Il “decreto Ristori”, invece, è venuto incontro ai debitori decaduti da un piano di dilazione prima dell’inizio del periodo di sospensione dei versamenti di somme derivanti da cartelle di pagamento (nonché da accertamenti esecutivi, anche doganali e degli enti locali, e da ingiunzioni fiscali degli enti territoriali) accordato dall’articolo 68 del Dl 18/2020 (“decreto Cura Italia”), vale a dire dall’8 marzo 2020, per la generalità dei contribuenti, ovvero dal 21 febbraio 2020, per i contribuenti dei comuni lombardi e veneti della “zona rossa” istituita all’inizio dell’emergenza sanitaria: tali soggetti sono stati riammessi al pagamento rateizzato di quei carichi, previa presentazione di apposita domanda entro il 31 dicembre 2021, senza necessità di saldare le rate scadute fino a quel momento.
La novità del “Milleproroghe”
In buona sostanza, l’articolo 2-ter del Dl 228/2021 non fa altro che spostare dal 31 dicembre 2021 al 30 aprile 2022 il termine per ottenere, senza il pagamento di tutte le rate insolute, la rateazione dei carichi contenuti nei piani di dilazione decaduti prima dell’8 marzo 2020 ovvero prima del 21 febbraio 2020, per i contribuenti di Lombardia e Veneto della “zona rossa”, vale a dire per le persone fisiche che, a quella data, avevano la residenza o la sede operativa nel territorio dei comuni individuati nell’allegato 1 al Dpcm 1° marzo 2020, e dei soggetti diversi dalle persone fisiche che, a quella stessa data, avevano nei medesimi comuni la sede legale o la sede operativa. La possibilità di nuova dilazione, quindi, riguarda le istanze presentate nel periodo dal 1° gennaio al 30 aprile 2022.

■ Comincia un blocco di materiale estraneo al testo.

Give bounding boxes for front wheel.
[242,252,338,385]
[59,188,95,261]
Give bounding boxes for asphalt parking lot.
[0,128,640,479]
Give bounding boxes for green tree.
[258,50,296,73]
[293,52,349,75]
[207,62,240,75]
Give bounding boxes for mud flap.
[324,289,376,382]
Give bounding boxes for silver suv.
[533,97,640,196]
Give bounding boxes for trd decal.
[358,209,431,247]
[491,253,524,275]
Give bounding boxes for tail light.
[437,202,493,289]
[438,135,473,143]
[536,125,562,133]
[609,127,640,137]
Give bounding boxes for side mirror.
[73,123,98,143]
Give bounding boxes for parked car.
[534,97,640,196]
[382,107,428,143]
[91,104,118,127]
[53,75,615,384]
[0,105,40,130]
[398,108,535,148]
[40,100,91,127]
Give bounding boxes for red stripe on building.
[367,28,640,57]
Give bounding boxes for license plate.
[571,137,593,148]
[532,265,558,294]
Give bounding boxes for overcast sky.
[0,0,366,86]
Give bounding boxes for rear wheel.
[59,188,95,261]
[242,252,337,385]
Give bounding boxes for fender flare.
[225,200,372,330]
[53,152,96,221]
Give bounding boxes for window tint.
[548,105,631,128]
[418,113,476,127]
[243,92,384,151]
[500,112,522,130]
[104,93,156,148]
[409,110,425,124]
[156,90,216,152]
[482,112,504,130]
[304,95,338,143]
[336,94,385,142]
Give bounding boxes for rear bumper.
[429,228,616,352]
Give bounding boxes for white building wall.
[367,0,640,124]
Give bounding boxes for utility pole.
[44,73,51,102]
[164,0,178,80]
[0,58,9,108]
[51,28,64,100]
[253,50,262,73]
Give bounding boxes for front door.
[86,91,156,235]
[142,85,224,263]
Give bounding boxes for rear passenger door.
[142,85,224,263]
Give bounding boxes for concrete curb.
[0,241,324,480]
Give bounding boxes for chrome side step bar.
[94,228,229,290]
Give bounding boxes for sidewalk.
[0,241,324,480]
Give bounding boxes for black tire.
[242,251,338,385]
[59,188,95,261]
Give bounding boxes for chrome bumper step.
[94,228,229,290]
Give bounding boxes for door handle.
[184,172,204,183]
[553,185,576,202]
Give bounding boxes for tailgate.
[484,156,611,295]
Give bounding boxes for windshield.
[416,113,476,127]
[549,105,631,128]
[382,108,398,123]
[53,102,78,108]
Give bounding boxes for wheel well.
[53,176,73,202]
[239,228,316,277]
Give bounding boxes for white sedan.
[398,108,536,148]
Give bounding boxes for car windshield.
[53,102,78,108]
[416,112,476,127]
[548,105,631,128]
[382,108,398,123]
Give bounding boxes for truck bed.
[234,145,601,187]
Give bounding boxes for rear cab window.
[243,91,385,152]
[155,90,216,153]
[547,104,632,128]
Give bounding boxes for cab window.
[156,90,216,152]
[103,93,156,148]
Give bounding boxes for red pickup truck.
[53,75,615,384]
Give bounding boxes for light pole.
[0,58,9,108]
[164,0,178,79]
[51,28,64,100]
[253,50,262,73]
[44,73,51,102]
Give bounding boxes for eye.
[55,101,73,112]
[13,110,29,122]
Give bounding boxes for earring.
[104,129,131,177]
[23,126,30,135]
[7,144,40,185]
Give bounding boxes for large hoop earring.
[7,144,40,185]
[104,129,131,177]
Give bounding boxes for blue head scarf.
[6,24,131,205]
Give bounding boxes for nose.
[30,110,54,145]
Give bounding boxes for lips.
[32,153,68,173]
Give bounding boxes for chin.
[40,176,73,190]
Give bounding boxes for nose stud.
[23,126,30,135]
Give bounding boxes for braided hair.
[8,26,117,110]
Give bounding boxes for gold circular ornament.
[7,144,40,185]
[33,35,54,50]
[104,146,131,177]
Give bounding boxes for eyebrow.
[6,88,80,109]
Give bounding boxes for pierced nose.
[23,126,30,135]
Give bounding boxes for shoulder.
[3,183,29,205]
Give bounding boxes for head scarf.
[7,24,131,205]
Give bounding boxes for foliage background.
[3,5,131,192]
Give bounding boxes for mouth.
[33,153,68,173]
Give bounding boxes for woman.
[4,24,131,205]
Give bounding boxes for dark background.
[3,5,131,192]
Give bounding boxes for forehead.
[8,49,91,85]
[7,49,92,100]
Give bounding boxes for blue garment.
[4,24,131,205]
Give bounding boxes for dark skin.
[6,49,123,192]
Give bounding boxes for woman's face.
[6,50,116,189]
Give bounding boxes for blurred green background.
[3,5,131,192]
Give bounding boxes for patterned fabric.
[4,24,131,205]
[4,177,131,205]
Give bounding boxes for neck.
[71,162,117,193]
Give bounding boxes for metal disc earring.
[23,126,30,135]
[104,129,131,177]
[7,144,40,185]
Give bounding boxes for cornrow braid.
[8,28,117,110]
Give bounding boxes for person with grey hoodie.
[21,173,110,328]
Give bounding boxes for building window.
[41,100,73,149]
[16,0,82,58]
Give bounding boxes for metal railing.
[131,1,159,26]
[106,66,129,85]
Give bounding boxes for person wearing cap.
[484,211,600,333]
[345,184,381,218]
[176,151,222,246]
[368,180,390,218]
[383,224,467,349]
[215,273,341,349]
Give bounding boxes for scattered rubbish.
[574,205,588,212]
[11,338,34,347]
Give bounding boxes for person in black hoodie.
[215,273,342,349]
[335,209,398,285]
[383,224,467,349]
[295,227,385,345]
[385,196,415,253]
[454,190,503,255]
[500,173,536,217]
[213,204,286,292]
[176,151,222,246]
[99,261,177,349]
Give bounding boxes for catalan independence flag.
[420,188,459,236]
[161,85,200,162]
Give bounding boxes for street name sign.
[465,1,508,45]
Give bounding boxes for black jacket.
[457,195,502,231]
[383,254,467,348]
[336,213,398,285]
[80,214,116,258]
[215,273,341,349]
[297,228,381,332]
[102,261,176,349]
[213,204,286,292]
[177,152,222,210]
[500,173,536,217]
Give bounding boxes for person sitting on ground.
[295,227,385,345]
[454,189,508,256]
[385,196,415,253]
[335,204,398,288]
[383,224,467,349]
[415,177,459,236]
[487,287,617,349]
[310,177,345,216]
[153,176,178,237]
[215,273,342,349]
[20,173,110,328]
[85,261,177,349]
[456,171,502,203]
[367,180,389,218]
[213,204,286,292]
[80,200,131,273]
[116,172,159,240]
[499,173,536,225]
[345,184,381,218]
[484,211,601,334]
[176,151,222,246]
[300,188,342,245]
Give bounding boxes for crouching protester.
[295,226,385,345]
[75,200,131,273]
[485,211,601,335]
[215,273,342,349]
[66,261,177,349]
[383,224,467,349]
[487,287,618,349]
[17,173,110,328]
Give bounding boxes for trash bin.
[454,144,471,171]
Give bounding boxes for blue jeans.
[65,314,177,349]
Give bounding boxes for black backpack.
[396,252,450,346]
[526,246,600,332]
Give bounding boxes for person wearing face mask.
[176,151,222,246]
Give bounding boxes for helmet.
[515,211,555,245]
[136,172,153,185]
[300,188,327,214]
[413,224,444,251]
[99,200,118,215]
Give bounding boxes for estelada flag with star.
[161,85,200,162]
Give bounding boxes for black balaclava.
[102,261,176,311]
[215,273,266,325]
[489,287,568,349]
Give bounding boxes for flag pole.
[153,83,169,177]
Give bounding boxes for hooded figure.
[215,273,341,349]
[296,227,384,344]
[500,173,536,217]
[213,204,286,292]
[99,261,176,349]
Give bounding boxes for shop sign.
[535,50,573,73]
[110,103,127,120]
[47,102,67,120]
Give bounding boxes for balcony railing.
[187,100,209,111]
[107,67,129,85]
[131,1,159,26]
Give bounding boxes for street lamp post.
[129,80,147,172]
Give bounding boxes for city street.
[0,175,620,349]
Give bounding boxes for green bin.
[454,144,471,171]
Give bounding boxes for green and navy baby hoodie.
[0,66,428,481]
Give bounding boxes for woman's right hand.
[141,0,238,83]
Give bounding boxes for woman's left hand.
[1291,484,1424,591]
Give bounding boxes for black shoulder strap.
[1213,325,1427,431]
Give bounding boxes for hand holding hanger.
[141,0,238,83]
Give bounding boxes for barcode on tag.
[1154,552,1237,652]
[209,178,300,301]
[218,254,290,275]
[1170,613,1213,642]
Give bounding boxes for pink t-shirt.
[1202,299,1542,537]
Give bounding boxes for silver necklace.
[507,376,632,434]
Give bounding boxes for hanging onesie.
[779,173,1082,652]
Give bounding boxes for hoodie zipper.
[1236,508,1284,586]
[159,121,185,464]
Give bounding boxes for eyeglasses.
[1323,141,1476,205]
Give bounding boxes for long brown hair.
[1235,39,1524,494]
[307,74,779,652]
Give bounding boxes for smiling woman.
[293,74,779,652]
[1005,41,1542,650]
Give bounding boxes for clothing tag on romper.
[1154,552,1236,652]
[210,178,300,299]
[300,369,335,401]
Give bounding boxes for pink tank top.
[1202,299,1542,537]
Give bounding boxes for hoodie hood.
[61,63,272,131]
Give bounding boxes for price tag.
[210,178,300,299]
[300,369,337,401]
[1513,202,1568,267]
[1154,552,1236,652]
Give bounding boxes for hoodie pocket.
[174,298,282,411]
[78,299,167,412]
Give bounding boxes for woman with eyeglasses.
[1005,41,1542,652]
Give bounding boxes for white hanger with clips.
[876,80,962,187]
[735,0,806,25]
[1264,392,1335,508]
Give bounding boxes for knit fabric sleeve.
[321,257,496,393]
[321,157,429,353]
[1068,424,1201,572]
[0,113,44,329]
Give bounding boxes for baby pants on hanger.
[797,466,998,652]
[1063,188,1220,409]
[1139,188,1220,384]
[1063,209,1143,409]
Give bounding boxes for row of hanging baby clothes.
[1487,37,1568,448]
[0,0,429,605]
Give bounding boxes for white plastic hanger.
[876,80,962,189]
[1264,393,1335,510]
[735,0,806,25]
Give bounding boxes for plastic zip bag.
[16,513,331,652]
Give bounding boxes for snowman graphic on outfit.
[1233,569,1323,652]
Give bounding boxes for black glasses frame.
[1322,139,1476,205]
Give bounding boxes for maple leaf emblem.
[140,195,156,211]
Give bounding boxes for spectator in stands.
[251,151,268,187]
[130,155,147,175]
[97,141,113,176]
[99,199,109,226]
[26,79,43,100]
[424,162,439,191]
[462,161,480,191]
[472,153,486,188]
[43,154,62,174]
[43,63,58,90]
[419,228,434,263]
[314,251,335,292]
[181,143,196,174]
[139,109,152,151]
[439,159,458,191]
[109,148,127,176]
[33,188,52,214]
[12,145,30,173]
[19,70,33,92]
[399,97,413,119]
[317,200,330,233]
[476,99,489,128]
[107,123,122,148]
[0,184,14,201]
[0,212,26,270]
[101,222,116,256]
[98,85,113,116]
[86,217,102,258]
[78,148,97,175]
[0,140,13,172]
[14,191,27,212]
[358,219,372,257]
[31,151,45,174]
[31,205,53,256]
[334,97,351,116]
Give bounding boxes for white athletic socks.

A esse, tuttavia, in caso di accoglimento, non si applica la “decadenza lunga” del debitore, cioè la disposizione secondo la quale il diritto a proseguire nel piano di dilazione si perde se non si pagano dieci rate, anziché le ordinarie cinque, anche non consecutive; questo, perché la disposizione del “Milleproroghe” si riferisce esplicitamente al solo primo periodo del comma 5 dell’articolo 13-decies (riammissione dei carichi alla dilazione) e non fa alcun rinvio al secondo periodo (“decadenza lunga”).
Inoltre, è stabilito che, per tali richieste, restano acquisite in via definitiva le somme eventualmente già versate, anche a seguito di una rinnovata dilazione, per ottenere la quale sono state saldate le rate scadute.